The road weaves in and out of tunnels cut through the rock (the lowest I can remember seeing was 3.5 metres) and parts of the road travel underneath overhanging rocks. Its a fairly twisty road but lots of places to stop for photos and just loads of different places to see. There are villages on the other side of the Tarn that have now been renovated, but can only
be reached by boat – Hautervives was my favourite, or maybe Castlebouc although you can reach this village by car! Stopped at Belvedere Du Pas de Soucy where for 50 cents you can climb to a viewpoint and see where there was a serious rockfall and the River Tarn is forced through narrow channels.
Brilliant views all along the gorge of the river below and canoeists racing through the white water, or drifting along in the deeper blue water and resting on the rocky beaches and then towering above us the strange rock formations. The Gorge is actually the deepest in Europe and certainly spectacular enough to make you want to visit again! I think next time we would drive from Ispagnac to Le Rozier, as I think the sun would be behind you and would make for even better views!

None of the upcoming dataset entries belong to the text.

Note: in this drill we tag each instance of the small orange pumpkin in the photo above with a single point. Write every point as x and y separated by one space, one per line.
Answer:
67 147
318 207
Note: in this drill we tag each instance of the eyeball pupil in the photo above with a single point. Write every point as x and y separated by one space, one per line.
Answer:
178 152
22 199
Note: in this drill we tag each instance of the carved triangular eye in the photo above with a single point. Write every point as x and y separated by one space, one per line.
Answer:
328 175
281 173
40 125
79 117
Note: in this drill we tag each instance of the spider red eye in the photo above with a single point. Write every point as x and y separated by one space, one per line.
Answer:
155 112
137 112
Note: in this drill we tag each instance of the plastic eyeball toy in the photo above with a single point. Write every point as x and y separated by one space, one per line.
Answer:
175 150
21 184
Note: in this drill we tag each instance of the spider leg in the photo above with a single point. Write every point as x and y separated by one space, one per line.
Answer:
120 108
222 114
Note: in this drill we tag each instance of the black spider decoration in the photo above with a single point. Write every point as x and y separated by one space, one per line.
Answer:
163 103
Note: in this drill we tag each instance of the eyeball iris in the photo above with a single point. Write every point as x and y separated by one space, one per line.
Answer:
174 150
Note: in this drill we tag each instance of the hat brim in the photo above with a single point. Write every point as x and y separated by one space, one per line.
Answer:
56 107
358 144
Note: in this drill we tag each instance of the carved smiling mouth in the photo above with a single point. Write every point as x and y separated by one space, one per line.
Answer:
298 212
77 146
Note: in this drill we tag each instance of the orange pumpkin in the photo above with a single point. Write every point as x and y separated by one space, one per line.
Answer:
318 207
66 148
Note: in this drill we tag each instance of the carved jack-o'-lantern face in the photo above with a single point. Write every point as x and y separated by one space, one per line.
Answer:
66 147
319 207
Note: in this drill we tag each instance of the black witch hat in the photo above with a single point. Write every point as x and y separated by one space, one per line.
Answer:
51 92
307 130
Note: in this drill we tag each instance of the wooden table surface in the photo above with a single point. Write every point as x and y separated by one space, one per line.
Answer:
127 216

I think my favourite village was St Chely du Tarn which is reached by a narrow road twisting down to a bridge, after going through a low tunnel on a bend! There were no other campervans down there!! But such a pretty little village with a church and a couple of waterfalls, a beach, and a cave
shop, where there is a source of water and wide channels of rushing water actually through the shop. Walked to the little chapel where people leave little notes on the altar, and then just had a little wander around.
Other places of note are St Malene, where we had lunch, and the cliff village of Pougadoires, where we had a wander along the paths between the old houses perched high above the river. Last main stop was at Sainte-Enimie, which is the biggest tourist town along the route, and had a stroll through the ‘old’ renovated Medeival part, before driving onto Ispagnac where we camped for the night in the Camping Municipal Le Pre Morjal (20.40 euros) (52 miles)
Had a lovely evening walk between the 'two bridges' and Ispagnac, which is another pretty medeival town with a 12thC church.